Versuchen Sie sich in das Kind hinein zu versetzen. Zeigen Sie dem Kind Respekt und Wertschätzung im Umgang mit ihm. Geben Sie dem Kind auch den Raum um darüber traurig sein zu dürfen und auch wütend. Gefühle müssen ohne Projektion einen Kanal finden um sie zu leben, in einer wohltuend befreienden Form. Gefühle zu benennen: "Ja, ich habe Angst" - hilft uns ein Gefühl bewusst zu machen, dann bekommen wir wieder Kontrolle darüber. Das ist ok - Ja, ich darf Angst haben.

Sorgen Sie dafür, dass sich das Kind auch zurückziehen kann, ohne den Zugang zu ihm zu verlieren. Versuchen Sie einen guten Draht zu den Kindern aufrecht zu erhalten und das Verhalten genau zu beobachten. Kinder suchen aus ihrer Verunsicherung heraus sonst Ventile zur Kompensation, die ihnen nicht guttun auf lange Sicht. Das können Rauschmittel wie Alkohol und andere Drogen sein. Oder sie suchen Anschluss an Gruppen mit extremen Auswüchsen um sich dort die vermeintliche Sicherheit und Anerkennung zu holen. Kinder, die sich in sich zurück ziehen sind suchtgefährdeter. Haben Sie ein liebevoll wachsames Auge auf Ihre Schützlinge - Elternzeit endet nicht mit der Trennung.

Achten Sie auch auf Ihre eigenen Bedürfnisse

Ihre eigenen Befürchtungen stehen bei einer frischen Trennung auch im Raum und Kinder haben ein gutes Gespür für das Wohlbefinden ihrer Eltern. Auch wenn man meint sehr kleine Kinder bekommen Trennungen nicht mit, ist dies ein schwerwiegende Denk-Fehler der Eltern. Spannungen unter den Eltern bekommen Kinder oft mit, bevor der Streit begonnen hat - Kids haben feine Antennen für Stimmungen. Ihre eigenen Themen, die durch die Trennung auftauchen dürfen nicht mit den Kindern besprochen werden. Drücken Sie den Kindern gegenüber nicht Ihre Sorge über die Paarbeziehung aus. Kinder, auch wenn sie schon älter sind dürfen nicht in den Rosenkrieg hineingezogen werden oder gar in diesbezügliche Entscheidungen mit einbezogen werden. Sie dürfen nicht Mittel zum Zweck werden um den ehemaligen Partner "schlecht aussehen" zu lassen. Verhalten Sie sich in Anwesenheit der Kids Ihrem getrennten Partner gegenüber so neutral wie möglich. Kritisieren Sie ihn nichts, auch wenn es Sie noch so schmerzt, was ER - SIE Ihnen angetan hat. Fahren Sie auch keine Attacke gegenüber der Familie des getrennten Partners. 
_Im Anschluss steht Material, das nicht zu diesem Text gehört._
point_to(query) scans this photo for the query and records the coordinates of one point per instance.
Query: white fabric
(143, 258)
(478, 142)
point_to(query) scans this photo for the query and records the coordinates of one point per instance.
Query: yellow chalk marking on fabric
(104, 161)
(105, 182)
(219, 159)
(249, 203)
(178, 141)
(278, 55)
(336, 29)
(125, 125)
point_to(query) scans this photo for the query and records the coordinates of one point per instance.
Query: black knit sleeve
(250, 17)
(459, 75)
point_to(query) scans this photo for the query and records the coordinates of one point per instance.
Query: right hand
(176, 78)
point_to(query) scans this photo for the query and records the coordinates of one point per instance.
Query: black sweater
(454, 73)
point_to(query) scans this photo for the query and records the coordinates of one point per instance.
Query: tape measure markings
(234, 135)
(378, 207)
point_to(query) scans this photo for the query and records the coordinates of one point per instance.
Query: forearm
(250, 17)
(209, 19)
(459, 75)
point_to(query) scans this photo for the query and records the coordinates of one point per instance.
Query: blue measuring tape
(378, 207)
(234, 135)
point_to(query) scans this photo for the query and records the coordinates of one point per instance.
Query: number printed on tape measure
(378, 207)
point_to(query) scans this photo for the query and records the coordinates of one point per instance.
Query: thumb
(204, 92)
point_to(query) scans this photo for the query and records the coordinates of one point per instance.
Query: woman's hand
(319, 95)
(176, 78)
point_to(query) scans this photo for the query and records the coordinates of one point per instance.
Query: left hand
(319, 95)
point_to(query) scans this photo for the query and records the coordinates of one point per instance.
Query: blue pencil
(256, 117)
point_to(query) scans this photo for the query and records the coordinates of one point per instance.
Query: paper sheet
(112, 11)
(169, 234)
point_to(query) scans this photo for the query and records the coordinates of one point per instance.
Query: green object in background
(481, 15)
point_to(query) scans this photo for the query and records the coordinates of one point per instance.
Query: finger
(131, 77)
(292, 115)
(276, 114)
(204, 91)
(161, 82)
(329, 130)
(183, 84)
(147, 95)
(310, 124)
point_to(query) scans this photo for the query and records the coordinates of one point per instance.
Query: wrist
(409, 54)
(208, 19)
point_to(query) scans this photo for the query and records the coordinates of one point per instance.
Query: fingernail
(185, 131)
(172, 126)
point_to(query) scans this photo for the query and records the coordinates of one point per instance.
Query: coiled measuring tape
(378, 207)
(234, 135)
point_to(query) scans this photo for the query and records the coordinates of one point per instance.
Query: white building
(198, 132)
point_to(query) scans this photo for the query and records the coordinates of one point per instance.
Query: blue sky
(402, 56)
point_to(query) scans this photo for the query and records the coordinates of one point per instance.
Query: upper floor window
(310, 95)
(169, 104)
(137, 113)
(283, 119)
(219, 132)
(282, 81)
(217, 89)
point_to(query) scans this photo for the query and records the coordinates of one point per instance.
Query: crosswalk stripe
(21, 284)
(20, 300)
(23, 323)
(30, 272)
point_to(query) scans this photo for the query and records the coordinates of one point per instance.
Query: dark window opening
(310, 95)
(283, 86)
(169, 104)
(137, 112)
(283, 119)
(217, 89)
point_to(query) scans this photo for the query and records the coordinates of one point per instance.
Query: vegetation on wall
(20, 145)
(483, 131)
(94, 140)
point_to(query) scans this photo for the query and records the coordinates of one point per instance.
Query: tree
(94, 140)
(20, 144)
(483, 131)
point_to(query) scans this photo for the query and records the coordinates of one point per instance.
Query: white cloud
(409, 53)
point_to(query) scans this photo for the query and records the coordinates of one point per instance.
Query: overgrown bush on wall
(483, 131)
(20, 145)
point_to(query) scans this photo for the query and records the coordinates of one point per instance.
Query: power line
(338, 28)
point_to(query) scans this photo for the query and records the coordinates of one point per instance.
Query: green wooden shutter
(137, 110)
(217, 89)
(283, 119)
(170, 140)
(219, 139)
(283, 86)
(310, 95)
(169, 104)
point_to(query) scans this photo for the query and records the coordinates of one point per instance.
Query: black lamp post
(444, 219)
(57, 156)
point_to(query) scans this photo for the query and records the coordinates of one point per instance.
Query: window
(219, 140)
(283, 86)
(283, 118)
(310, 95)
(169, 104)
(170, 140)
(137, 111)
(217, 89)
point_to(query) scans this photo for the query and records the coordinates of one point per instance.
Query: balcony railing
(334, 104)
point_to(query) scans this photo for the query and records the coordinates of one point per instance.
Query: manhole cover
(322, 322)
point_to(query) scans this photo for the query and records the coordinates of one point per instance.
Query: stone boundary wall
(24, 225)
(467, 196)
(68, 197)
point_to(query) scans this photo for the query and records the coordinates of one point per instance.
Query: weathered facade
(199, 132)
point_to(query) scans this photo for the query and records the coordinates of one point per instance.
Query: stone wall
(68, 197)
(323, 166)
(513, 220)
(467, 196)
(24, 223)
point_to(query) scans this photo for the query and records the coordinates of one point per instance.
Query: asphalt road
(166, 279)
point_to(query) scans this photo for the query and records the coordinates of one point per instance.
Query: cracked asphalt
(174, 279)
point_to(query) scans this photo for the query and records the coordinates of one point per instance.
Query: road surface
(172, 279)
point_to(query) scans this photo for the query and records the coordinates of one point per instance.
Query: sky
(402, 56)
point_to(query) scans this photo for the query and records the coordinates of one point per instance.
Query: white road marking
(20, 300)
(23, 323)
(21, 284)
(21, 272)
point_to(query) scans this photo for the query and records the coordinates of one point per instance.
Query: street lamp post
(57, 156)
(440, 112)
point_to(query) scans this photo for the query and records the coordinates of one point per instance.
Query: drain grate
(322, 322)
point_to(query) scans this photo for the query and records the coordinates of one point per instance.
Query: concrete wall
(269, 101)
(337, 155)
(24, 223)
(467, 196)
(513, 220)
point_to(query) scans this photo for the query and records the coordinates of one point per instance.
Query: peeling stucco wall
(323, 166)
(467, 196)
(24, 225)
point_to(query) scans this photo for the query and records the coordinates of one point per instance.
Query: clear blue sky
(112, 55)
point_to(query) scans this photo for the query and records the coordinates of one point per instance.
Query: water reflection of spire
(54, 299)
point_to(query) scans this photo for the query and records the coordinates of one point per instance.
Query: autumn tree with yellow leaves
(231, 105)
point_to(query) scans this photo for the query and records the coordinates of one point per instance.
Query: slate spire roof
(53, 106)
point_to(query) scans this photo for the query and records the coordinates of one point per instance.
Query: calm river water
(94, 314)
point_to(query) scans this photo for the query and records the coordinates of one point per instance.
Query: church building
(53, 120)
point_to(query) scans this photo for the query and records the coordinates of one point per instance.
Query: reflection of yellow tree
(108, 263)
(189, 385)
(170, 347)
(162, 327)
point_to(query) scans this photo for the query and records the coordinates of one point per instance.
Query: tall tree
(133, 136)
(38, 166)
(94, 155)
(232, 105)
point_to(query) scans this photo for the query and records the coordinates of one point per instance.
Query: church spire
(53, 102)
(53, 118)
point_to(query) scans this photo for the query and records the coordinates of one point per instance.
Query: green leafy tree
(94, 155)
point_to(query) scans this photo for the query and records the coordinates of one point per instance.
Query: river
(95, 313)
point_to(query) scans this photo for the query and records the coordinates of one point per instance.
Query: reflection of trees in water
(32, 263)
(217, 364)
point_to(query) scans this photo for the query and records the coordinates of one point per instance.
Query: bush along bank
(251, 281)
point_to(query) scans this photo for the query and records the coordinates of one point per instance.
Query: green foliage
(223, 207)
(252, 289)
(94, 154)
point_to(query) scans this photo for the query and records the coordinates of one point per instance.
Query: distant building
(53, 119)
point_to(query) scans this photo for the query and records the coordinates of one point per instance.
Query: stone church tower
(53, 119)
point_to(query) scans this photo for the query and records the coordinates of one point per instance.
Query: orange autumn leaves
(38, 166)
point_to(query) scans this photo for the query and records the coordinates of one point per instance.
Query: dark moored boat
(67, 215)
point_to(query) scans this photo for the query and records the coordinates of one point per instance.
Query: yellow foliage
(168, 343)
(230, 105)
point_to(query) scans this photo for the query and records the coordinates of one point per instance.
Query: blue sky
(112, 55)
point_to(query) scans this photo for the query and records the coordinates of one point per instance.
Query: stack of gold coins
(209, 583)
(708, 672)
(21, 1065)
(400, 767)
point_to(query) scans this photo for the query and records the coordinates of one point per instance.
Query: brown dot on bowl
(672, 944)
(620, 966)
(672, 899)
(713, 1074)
Ziehen Sie Ihre Kinder nicht zu Rate in Beziehungsfragen, auch wenn Sie nicht getrennt sind. Kinder befinden sich auf einer anderen Ebene als Eltern. Bert Hellinger in der Familientherapie sagt dazu: "Kinder sind die Kleinen und Eltern die Großen" und das bleibt auch so wenn die Kinder selbst schon Eltern sind oder gar Großeltern. Gegenüber unseren Eltern bleiben wir immer Kinder!

Zwingen Sie das Kind nicht dazu sich zu entscheiden, welchen Elternteil es lieber hat. Es ist klar, dass das Kind meist zeitgleich nicht mehr bei beiden Elternteilen leben kann. Und doch soll es beide Elternteile lieben können so wie es möchte, ohne den Eindruck zu haben: Papa ist beleidigt und traurig, wenn ich die Mama auch noch lieb habe und vermisse. Partner sind manchmal so tief verletzt, dass sie den Kindern den Umgang mit dem anderen Elternteil madig machen. Es fällt den Kids dann schwer diesem Elternteil überhaupt zu begegnen. Verunsicherung kommt auf und die Idee: "Wenn ich nett zu Mama bin, mag Papa das nicht."

Erinnern Sie sich daran: was Sie da vor sich haben, dieses Kind, verkörpert immer zur Hälfte Sie selbst und Ihren ehemaligen Partner.

Um dem Kind eine Hilfe zu sein, wenn Sie als Paar sich trennen, ist es wichtig ihm in einem entspannten Moment zu erklären was los ist. Bereiten Sie sich gut auf dieses Gespräch vor und sorgen Sie für sich, damit es Ihnen in diesem Moment emotional gut geht. Achten Sie darauf den Kopf selbst soweit wie möglich aufgeräumt und den Groll und

Ihre eigenen Befürchtungen, für den Moment des Gespräches, beruhigt zu haben. Pflegen Sie einen - soweit wie möglich - neutralen Umgang mit einander, auch in Abwesenheit der Kids. Das lässt die eigene emotionale Spannung sinken. 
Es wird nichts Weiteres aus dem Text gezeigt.